Tenable Research has demonstrated how to audit, log, and even firewall Large Language Model (LLM) tool calls running over Model Context Protocol (MCP) through strategies that resemble prompt injection.
MCP
MCP, a new standard from Anthropic, allows AI chatbots to connect to external tools and complete tasks autonomously. But as adoption grows, so do security concerns.
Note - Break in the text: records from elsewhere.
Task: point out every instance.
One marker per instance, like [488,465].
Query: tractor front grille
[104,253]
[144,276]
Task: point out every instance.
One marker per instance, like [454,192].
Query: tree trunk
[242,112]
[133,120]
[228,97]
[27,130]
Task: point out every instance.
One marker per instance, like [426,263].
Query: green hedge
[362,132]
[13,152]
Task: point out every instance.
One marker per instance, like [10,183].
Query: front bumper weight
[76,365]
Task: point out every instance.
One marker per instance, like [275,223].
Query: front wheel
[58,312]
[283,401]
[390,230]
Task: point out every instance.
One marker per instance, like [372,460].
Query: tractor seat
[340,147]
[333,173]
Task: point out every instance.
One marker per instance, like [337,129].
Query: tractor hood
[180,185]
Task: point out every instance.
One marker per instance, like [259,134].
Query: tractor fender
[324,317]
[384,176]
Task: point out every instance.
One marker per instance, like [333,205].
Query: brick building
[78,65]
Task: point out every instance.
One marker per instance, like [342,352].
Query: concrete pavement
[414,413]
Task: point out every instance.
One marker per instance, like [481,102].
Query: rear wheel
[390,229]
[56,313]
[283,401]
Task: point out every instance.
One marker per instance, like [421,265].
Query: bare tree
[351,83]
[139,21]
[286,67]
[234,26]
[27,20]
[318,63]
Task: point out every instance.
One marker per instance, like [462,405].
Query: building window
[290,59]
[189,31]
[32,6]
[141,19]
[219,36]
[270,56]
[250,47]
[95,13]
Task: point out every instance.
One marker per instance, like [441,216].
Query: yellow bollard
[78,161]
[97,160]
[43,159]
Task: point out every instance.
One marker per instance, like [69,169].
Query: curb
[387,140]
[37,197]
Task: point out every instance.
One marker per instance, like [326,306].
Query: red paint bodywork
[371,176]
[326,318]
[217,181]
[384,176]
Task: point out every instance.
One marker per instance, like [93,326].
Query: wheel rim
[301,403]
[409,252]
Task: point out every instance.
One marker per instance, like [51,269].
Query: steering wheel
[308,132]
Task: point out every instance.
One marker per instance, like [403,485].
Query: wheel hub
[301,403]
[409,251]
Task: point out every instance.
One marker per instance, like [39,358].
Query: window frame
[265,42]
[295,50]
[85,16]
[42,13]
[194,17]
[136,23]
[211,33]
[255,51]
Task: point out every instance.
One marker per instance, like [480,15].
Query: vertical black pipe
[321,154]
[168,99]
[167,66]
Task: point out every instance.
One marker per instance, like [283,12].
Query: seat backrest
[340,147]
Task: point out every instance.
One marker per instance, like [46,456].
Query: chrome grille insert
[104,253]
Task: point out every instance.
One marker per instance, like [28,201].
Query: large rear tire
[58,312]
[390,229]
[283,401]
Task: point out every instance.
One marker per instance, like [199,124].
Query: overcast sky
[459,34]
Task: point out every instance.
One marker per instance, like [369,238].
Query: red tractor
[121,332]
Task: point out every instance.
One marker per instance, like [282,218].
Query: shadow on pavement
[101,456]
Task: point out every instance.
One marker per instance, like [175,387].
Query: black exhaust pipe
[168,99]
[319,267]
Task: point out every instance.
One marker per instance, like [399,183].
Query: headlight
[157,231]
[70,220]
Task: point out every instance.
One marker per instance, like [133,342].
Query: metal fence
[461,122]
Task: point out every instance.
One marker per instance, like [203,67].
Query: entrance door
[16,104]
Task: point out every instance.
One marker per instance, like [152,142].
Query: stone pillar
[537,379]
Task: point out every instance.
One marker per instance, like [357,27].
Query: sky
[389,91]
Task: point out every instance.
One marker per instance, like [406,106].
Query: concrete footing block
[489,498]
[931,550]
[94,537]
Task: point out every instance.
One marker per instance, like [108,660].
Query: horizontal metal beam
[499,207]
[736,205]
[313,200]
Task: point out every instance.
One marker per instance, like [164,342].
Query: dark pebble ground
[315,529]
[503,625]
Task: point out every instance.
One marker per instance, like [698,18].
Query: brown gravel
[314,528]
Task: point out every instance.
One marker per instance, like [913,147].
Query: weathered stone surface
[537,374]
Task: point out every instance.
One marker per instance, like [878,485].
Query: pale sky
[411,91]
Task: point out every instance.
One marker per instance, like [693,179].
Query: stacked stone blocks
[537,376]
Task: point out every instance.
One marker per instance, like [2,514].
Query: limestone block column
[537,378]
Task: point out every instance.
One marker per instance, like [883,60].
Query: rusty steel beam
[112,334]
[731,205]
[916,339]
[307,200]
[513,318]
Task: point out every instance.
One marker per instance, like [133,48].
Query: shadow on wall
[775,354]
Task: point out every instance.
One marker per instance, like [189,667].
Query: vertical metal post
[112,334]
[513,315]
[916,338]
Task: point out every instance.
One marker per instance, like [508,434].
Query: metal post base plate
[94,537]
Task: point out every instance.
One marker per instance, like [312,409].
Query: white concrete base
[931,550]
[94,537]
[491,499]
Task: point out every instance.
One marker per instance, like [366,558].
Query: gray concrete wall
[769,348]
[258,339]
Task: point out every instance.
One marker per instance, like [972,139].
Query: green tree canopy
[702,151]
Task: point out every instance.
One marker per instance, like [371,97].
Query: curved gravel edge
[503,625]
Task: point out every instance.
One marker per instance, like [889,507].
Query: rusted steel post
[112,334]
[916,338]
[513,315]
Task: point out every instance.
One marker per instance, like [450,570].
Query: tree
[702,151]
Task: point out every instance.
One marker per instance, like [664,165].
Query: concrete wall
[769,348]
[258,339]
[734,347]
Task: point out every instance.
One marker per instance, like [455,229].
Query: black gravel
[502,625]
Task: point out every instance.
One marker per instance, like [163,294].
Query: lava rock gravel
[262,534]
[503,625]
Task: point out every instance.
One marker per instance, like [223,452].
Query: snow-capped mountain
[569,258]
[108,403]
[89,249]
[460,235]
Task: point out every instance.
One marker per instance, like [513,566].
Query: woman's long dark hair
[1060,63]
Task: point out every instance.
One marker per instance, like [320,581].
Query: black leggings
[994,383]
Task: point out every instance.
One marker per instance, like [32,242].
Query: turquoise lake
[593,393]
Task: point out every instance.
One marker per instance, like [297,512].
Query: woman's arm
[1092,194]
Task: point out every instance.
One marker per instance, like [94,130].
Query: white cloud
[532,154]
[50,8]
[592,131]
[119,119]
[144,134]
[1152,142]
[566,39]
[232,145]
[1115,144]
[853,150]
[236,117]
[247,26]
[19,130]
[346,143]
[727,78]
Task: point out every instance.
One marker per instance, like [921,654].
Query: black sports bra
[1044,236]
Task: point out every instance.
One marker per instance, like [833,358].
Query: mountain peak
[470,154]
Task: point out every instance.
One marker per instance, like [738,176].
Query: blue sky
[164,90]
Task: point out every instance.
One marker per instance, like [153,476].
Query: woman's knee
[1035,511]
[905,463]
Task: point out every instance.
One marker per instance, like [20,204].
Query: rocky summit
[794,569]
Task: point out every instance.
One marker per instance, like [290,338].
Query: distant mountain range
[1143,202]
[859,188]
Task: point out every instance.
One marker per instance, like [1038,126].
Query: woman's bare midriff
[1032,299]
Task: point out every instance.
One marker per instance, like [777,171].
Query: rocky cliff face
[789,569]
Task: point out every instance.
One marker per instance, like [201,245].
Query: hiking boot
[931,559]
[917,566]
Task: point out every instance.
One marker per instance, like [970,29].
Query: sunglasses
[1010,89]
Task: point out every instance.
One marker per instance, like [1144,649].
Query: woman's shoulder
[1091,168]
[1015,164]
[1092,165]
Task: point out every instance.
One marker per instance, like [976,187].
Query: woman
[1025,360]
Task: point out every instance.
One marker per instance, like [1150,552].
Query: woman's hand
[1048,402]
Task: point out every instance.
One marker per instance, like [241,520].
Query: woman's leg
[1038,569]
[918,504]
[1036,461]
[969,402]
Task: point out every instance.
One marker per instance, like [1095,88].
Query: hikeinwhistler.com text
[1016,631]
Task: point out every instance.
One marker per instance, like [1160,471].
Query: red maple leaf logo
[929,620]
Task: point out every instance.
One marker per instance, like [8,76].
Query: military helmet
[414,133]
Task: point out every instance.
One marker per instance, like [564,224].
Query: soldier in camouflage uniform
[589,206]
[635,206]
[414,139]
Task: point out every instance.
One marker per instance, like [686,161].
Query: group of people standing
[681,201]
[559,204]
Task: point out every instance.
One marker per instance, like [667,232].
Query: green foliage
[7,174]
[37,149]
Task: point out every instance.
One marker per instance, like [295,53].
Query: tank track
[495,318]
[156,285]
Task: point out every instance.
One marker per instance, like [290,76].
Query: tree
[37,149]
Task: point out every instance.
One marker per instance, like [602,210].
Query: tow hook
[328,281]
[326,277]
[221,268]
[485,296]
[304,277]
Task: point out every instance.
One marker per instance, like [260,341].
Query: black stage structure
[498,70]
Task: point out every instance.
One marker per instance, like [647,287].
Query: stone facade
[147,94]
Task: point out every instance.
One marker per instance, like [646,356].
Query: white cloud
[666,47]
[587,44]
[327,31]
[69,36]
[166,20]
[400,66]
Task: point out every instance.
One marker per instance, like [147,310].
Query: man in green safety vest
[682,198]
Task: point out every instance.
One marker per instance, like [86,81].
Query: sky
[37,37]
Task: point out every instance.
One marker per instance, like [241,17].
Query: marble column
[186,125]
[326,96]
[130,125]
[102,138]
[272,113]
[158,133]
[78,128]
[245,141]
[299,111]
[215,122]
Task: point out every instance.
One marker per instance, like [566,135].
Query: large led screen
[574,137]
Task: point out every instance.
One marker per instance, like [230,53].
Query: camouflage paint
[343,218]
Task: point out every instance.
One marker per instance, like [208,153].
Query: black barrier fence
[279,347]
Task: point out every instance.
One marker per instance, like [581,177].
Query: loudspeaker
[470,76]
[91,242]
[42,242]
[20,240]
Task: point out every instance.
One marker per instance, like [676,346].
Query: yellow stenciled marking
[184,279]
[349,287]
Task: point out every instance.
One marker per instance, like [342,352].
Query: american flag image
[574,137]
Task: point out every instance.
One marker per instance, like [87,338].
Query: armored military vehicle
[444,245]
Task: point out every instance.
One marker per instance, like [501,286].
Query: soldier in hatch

“MCP tools are easy to develop and plentiful, but they do not embody the principles of security by design and should be handled with care. So, while these new techniques are useful for building powerful tools, those same methods can be repurposed for nefarious means,” Ben Smith, senior staff research engineer at Tenable.
Prompt injection
“Prompt Injection remains one of the key risks. Smith wrote in a blog that it is a weakness in LLMs that can be used to elicit unintended behaviour, circumvent safeguards and produce potentially malicious responses. Prompt injection occurs when an attacker instructs the LLM to disregard other rules and do the attacker’s bidding.”
Key research highlights
The research found that cross-model behaviour varies: “These methods rely on LLM prompting via the description and return values of the MCP tools themselves. Since LLMs are non-deterministic, so are the results. Lots of things could affect the results here: the model in use, temperature and safety settings, specific language, etc,” Smith explained.
It also found that the mechanisms used to exploit can help audit toolchains, detect malicious or unknown tools, and build guardrails inside MCP hosts.
Further, Smith urged that tools should require explicit approval before running in most MCP Host applications.